Samar terdengar suara kelotak sepatu yang bersentuhan dengan jalan di koridor sekolah. Semakin lama, semakin banyak. Dili segera bangkit dari bangku taman menuju lapangan utama. Diiringi oleh Satria yang masih enggan mengeluarkan sepatah kata. Tak lama kemudian indra penglihatan Dili berhasil mendapati sosok yang sejak tadi dia tunggu.

“Halo, Satria,” sapa Lana yang kini hanya berjarak satu meter darinya. Satria hanya mengangguk sambil tersenyum menjawab sapaan dari kakak senior yang hampir kalah bertanding basket dengannya. Satria sengaja mengalah demi menjaga nama baik senior yang dihormatinya. Jika saja Satria mengerahkan seluruh kemampuannya, senior sekalipun akan kewalahan berduel dengannya.

Melihat respons Satria yang kurang bersemangat, Lana menyadari betapa melelahkannya kegiatan MOS hari ini. Apalagi besok mereka harus datang ke sekolah pagi buta untuk jadwal olahraga. Lana mengurungkan niatnya untuk mengajak Dili makan malam bersama. Dia merasa akan lebih baik kalau Dili tidur lebih awal malam ini.

Satria berbisik sejenak kepada Dili sebelum dia pergi ke arah parkiran motor. Lalu melambaikan tangan ke arah Dili dan Lana sebagai salam perpisahan. Dia berjalan dengan gontai seakan tidak memiliki semangat sama sekali, padahal biasanya murid-murid akan lebih bersemangat jika tiba waktunya pulang ke rumah.

“Na, Gue nebeng, ya?” Tanpa menunggu jawaban dari Lana, tatapannya segera beralih pada Dili. “Boleh ‘kan, Na?” sambungnya meminta persetujuan dari Dili. “Eh, tunggu. Kenapa nama panggilan kalian jadi mirip gini, sih? Rasanya kaya ngomong ke satu orang, padahal dua,” tutupnya sambil menatap Dili dan Lana secara bergantian, menunggu jawaban.

Lana menaikkan kedua bahunya, seakan dia sendiri baru menyadari hal itu. Padahal nama panggilan itu lahir dari kepalanya dan dialah yang meminta Khaidir untuk memanggil Dili dengan nama panggilan Ana.

Dia membukakan pintu depan mobil untuk Dili, lalu sedikit melirik ke arah Khaidir yang sedang tersenyum sambil mengangguk-anggukan kepalanya, menandakan dia telah membuat sebuah kesimpulan pribadi yang tidak mudah berubah meskipun mendapat bantahan dari orang bersangkutan.

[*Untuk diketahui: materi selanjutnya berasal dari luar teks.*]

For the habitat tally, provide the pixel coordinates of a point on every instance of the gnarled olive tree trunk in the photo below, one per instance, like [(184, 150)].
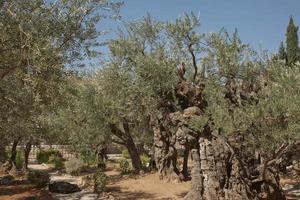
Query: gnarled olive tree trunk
[(123, 137), (165, 153), (219, 175), (26, 155)]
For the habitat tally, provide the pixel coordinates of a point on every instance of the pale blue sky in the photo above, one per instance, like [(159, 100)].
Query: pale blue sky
[(261, 23)]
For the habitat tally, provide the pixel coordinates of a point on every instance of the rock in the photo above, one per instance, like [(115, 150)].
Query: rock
[(7, 180), (63, 187)]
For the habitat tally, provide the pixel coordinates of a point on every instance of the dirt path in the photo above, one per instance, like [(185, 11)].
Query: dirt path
[(146, 187)]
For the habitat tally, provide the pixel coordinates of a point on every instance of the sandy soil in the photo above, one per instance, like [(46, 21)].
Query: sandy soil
[(142, 187), (22, 191), (148, 187)]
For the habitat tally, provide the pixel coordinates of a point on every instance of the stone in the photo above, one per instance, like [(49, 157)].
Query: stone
[(63, 187), (7, 180)]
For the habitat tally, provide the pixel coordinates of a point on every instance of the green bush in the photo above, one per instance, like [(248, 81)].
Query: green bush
[(19, 159), (145, 159), (124, 167), (89, 159), (101, 165), (44, 155), (100, 180), (57, 161), (74, 166), (125, 154), (39, 178)]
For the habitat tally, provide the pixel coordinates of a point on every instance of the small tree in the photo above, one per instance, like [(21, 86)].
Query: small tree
[(292, 48)]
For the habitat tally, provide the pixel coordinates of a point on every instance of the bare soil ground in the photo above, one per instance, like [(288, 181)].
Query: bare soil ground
[(22, 191), (141, 187), (147, 187)]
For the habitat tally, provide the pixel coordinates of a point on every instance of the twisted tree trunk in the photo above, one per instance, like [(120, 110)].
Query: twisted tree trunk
[(185, 172), (165, 153), (13, 155), (26, 155), (134, 155), (219, 175)]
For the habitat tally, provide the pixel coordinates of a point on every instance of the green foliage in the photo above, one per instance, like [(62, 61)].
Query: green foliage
[(19, 159), (88, 158), (145, 161), (39, 178), (124, 166), (292, 48), (125, 154), (100, 181), (57, 161), (44, 155), (282, 52), (74, 166)]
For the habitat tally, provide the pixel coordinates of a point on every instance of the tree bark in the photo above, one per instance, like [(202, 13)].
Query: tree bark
[(26, 155), (219, 175), (134, 155), (124, 138), (14, 151), (165, 153), (185, 171), (2, 153), (197, 178)]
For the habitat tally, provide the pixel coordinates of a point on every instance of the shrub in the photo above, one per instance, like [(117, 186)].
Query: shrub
[(88, 158), (39, 178), (145, 159), (19, 159), (101, 165), (57, 161), (100, 180), (124, 167), (44, 155), (74, 166), (125, 154)]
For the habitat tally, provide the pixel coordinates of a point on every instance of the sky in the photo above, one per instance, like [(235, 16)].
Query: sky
[(260, 23)]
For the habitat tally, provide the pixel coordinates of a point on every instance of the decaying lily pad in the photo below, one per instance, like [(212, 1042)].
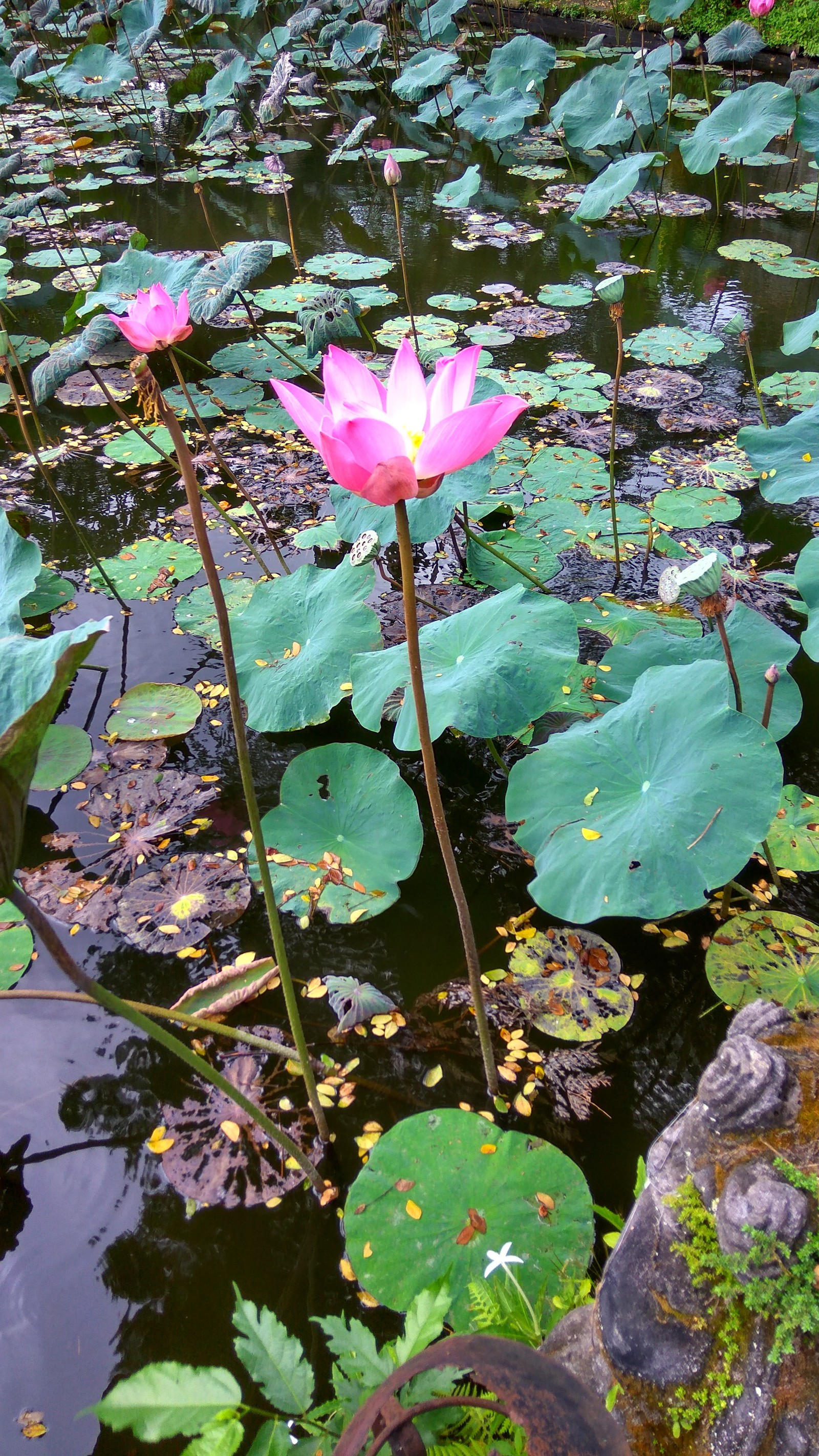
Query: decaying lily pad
[(767, 956), (179, 905), (568, 983), (220, 1157)]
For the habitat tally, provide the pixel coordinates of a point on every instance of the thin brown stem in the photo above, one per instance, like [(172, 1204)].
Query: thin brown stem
[(436, 803)]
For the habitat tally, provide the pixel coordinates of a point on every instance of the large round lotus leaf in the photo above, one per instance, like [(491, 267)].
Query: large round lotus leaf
[(695, 506), (63, 755), (155, 711), (179, 905), (411, 1205), (568, 983), (147, 568), (793, 838), (530, 552), (348, 266), (756, 643), (16, 946), (766, 956), (673, 347), (49, 593), (294, 643), (345, 819), (197, 613), (645, 810), (488, 670)]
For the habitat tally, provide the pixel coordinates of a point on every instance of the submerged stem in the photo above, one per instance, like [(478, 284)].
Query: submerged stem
[(434, 793)]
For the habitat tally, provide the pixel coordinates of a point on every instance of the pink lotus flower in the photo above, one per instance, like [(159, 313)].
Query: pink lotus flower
[(155, 321), (392, 443)]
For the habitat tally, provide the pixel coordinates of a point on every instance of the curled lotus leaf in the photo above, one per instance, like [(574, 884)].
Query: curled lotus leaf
[(568, 983), (766, 956), (179, 905)]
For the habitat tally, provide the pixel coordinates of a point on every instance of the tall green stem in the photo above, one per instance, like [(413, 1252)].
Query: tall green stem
[(436, 803), (147, 382)]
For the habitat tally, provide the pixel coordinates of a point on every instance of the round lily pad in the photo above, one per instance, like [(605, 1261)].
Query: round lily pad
[(766, 956), (348, 266), (179, 905), (568, 983), (673, 347), (408, 1212), (793, 838), (147, 568), (16, 946), (64, 752), (155, 711), (345, 830)]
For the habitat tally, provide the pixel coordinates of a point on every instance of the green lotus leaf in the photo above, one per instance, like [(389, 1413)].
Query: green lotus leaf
[(440, 1165), (488, 670), (350, 803), (793, 838), (155, 711), (786, 456), (568, 984), (673, 347), (742, 124), (629, 816), (294, 643), (766, 956), (756, 643), (136, 570)]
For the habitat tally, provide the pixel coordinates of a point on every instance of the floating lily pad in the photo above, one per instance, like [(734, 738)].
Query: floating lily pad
[(63, 755), (766, 956), (345, 830), (155, 711), (147, 568), (569, 986), (410, 1206), (793, 838), (628, 816), (16, 946), (671, 347), (179, 905)]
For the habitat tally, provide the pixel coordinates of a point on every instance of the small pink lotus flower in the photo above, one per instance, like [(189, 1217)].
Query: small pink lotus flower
[(155, 321), (392, 443)]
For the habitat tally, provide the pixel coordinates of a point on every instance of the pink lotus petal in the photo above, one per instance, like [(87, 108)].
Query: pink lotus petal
[(406, 391), (392, 481), (464, 437)]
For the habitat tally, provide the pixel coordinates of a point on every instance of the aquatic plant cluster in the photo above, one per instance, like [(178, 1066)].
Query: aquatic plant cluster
[(636, 730)]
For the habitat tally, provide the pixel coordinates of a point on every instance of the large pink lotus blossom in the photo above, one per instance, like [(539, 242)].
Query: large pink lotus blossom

Untung saja teman baiknya adalah Lana si penyabar.

Seperti tadi pagi, Lana langsung menyalakan musik untuk memecah kesunyian. Hanya saja, kali ini dia tidak bernyanyi, dan memilih mendengarkan musik berbahasa asing. Di bangku belakang, Khaidir yang tidak ingin menjadi perusak suasana memilih untuk bermain games di gawainya. Hal itu justru membuat Dili semakin canggung karena tidak ada yang memulai pembicaraan, sedangkan dia sendiri kebingungan mencari topik untuk dibicarakan.